Choisir le logiciel de facturation adapté et conforme
Suite à l’analyse des obligations, le choix logiciel devient stratégique pour garantir la conformité et la continuité d’activité. L’offre du marché varie selon les besoins de volume, d’intégration et de coût, et certains acteurs proposent déjà des services agréés.
Plusieurs éditeurs connus comme SAP, Sage ou Cegid proposent des modules adaptés, tandis que des solutions plus ciblées comme Zoho, Dext, ou Esker facilitent la dématérialisation. Selon des retours d’éditeurs et utilisateurs, la vérification des formats et des garanties de conservation reste cruciale.
Pour guider le choix, comparons cinq solutions souvent citées pour leur conformité et leur adoption par les entreprises. Ce tableau synthétique montre les garanties fonctionnelles et la présence d’une immatriculation comme PDP.
Solution
Plateforme agréée
Formats supportés
Particularité
Shine
Oui (immatriculée)
Factur‑X, formats officiels
Compte pro intégré, gratuit pour clients
Tiime
Pré‑immatriculé
Factur‑X
Interface simple, option gratuite
Axonaut
Oui (immatriculée)
Factur‑X, formats standards
Service client français et stockage local
Pennylane
Oui (immatriculée)
UBL CII Factur‑X
Intégrations comptables avancées, ISO 27001
Abby
Oui (immatriculée)
Factur‑X
Plan gratuit adapté aux micro‑entrepreneurs
Sélection et critères :
- Vérification de la conformité réglementaire et des formats
- Capacité d’intégration via API avec votre SI
- Transparence du modèle tarifaire et coûts cachés évalués
- Support client et pérennité de l’éditeur
« Nous avons choisi une PDP immatriculée pour sécuriser nos échanges et réduire les risques de rejet »
Lucas T.
Mettre en œuvre la migration et optimiser les processus financiers
Après le choix du logiciel, la phase d’implémentation exige une feuille de route précise pour éviter les ruptures opérationnelles. Elle inclut la configuration, la migration des données, la formation des équipes et des tests de conformité complets avant le passage en production.

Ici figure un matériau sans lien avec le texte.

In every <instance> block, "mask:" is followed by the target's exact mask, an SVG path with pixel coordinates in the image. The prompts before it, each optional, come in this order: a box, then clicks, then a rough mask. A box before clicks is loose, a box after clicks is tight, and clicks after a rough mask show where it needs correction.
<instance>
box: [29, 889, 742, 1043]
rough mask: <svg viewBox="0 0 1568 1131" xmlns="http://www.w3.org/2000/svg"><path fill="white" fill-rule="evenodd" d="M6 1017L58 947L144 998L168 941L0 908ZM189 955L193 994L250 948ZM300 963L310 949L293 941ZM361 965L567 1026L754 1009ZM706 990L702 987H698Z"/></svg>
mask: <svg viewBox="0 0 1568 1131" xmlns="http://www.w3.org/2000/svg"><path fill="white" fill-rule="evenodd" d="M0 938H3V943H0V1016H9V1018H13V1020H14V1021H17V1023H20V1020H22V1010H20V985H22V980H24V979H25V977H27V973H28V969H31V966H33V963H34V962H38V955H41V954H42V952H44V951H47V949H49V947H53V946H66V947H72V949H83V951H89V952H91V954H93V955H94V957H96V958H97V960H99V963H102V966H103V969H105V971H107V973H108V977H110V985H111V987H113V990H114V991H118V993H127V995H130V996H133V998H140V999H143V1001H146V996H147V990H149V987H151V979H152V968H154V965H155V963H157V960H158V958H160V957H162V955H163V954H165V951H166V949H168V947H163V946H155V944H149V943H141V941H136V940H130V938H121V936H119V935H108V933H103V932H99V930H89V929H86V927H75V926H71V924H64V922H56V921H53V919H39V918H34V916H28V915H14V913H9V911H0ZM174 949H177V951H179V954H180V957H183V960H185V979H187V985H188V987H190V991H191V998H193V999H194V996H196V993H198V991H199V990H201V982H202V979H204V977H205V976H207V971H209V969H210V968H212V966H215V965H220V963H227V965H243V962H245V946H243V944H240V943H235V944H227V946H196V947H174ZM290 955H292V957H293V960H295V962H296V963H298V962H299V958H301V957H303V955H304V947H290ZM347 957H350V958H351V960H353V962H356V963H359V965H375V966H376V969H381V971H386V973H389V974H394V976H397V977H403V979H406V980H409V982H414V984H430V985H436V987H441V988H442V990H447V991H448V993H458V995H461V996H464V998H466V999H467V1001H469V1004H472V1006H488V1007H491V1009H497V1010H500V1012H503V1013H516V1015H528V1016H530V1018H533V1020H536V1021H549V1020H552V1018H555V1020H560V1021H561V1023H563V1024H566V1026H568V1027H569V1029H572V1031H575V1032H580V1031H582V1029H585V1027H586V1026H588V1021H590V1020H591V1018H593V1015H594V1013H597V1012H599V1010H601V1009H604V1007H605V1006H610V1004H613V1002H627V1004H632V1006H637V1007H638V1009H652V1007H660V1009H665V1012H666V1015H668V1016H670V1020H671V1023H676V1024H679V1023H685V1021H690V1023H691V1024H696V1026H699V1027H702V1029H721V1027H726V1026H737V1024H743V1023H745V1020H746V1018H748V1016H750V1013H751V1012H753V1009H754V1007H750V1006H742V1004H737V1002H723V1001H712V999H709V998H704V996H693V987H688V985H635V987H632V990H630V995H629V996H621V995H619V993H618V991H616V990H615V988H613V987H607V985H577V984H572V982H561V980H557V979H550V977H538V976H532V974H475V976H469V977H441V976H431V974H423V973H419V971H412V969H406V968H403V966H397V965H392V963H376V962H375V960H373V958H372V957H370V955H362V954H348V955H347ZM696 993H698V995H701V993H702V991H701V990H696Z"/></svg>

La migration doit intégrer la traçabilité complète des envois, les accusés de réception et la conservation légale, et prévoir un accompagnement pour les partenaires moins digitalisés. L’automatisation permet une réduction sensible des délais et des erreurs liées aux tâches manuelles.
Exemples concrets montrent des gains de trésorerie et de productivité lorsque la facturation électronique est intégrée au cycle procure‑to‑pay. Certaines entreprises signalent un paiement plus rapide et une diminution des litiges de facturation qui améliore les relations avec les clients.
Pour pérenniser ces gains, il faut envisager la cybersécurité, l’interopérabilité internationale et l’évolution vers des paiements intégrés. Ces choix techniques préparent l’entreprise aux innovations comme les paiements Request‑to‑Pay ou les smart contracts.
Plan de déploiement :
- Audit initial des processus et volumes de facturation
- Paramétrage du logiciel et tests multi‑scénarios
- Formation des utilisateurs et support post‑déploiement
- Suivi KPI et amélioration continue
« La digitalisation des factures a réduit notre temps de traitement et amélioré la trésorerie de façon tangible »
Sofia B.
« Avis pratique : commencer par un audit pour prioriser les efforts et éviter les coûts inutiles »
Paul R.
Source : Loi de finances 2020 ; Décret n°2022-1299 ; Code général des impôts.